34 of the 45 MPs who move into the EU Parliament for the Union and the SPD are older than 45 years. In both parties and in the AfD, 45 to 59-year-olds are the largest age group among German MEPs, i.e. members of the European Parliament. This roughly reflects the age of their respective voters. The SPD has the youngest MP - but Delara Burkhardt is also the only Social Democrat under 30. The oldest MP is Klaus Buchner (78), the only MP of the ÖDP.

The fact that the Union and the SPD could have lost touch with young people, especially on environmental issues, was recently shown by the Fridays for Future strikes and the dispute with Youtuber Rezo. If the voting age had been lowered to 16, as the SPD, Left, Greens and Volt are calling for, the last two in particular would have benefited.

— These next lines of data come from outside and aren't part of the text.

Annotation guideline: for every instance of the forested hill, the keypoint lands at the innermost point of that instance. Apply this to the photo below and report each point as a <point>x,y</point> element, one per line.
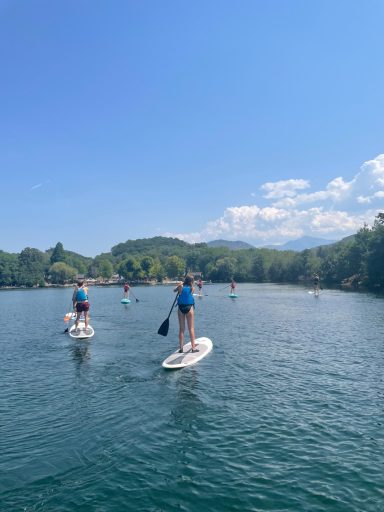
<point>355,261</point>
<point>234,245</point>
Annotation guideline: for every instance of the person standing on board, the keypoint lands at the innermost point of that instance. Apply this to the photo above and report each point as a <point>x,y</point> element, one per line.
<point>186,304</point>
<point>316,281</point>
<point>80,302</point>
<point>126,291</point>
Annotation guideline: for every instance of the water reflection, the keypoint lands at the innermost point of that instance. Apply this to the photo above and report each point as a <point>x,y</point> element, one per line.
<point>81,353</point>
<point>188,407</point>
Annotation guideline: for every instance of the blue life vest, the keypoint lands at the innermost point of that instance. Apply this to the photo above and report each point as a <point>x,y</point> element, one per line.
<point>186,296</point>
<point>81,296</point>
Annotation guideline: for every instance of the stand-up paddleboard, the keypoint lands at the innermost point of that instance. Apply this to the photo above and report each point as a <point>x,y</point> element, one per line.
<point>188,358</point>
<point>81,333</point>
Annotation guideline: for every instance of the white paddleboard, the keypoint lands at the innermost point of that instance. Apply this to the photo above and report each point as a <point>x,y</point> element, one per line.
<point>80,333</point>
<point>188,358</point>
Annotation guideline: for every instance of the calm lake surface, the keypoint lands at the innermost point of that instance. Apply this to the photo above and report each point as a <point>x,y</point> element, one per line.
<point>285,414</point>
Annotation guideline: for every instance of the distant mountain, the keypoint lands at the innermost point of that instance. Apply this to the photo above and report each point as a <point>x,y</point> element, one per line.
<point>231,244</point>
<point>305,242</point>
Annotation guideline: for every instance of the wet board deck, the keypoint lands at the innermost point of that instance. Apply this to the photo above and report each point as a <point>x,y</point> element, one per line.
<point>188,358</point>
<point>81,333</point>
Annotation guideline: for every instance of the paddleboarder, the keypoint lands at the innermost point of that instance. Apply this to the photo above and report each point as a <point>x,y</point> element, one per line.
<point>186,305</point>
<point>316,281</point>
<point>80,302</point>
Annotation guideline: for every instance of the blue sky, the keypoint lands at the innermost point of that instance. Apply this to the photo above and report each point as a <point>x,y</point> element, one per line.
<point>254,120</point>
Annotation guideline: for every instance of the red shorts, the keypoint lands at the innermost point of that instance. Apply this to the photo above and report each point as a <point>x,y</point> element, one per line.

Most Green MPs are between 30 and 44 years old. They lower the average age significantly: right before the election, the average German MEPs were 56 years old - now it is around 49 years. This roughly corresponds to the average age in the current Bundestag. This means that the MEPs are now closer to the average age of the total population, which is around 44 years. The median age of German MEPs is 50 years. That means: there are just as many MPs under 50 as there are over 50 years.

There are also clear differences between the parties when it comes to gender distribution.

Only among the Greens and Leftists are the majority who identify as women. There is a quota of exactly 50 percent in the SPD, which also expressly calls for a quota for women in the EU Parliament, and in the case of free voters. All other small parties have one or two seats each with men: the party, Volt, ÖDP, the family party, the animal protection party and the pirates. In the minority are registered as female members of the FDP, Union and AfD.

The distribution within the parties is therefore similar to that in the Bundestag. A total of 35 of the 96 German MEPs are women. This means that the quota of women is 36.5 percent - which is slightly higher than before, but in the long-term trend the proportion of women among Germans seems to be stagnating. The proportion in the Bundestag is 33.1 percent.

Although more MPs are younger than before, only one of them is a student: the Green and second youngest MP Niklas Nienaß, 27. Not all MPs have reported their occupation to the Federal Returning Officer, 17 have simply written "MEP". Others have stated, for example, "lawyer" or "graduate political scientist", which is why the professions are difficult to compare. What is striking, however, is that apart from those who apparently see themselves as professional politicians, only a handful of professions listed for which you do not need a university degree, for example a Steiger from the AfD or a hotel specialist from the Union. Two call themselves housewives: 54-year-old CDU member Sabine Verheyen and 50-year-old AfD MP Christine Anderson.

Almost 22 percent of the MPs have a doctorate or habilitation in line with the occupational information.

Most of the professors and doctors can be found at the AfD, which was originally considered the "professors' party" and whose top candidate is now being investigated on suspicion of abuse of title: he had been on the AfD list as "Prof. Dr. Gunnar Beck" until Doubts about his title surfaced. Few of the AfD voters are those with a university degree; right-wing populists are more popular among voters with a secondary school diploma or secondary school leaving certificate. Proportionally, the least of the Greens have given a title - although these are again the most popular among voters with a university degree.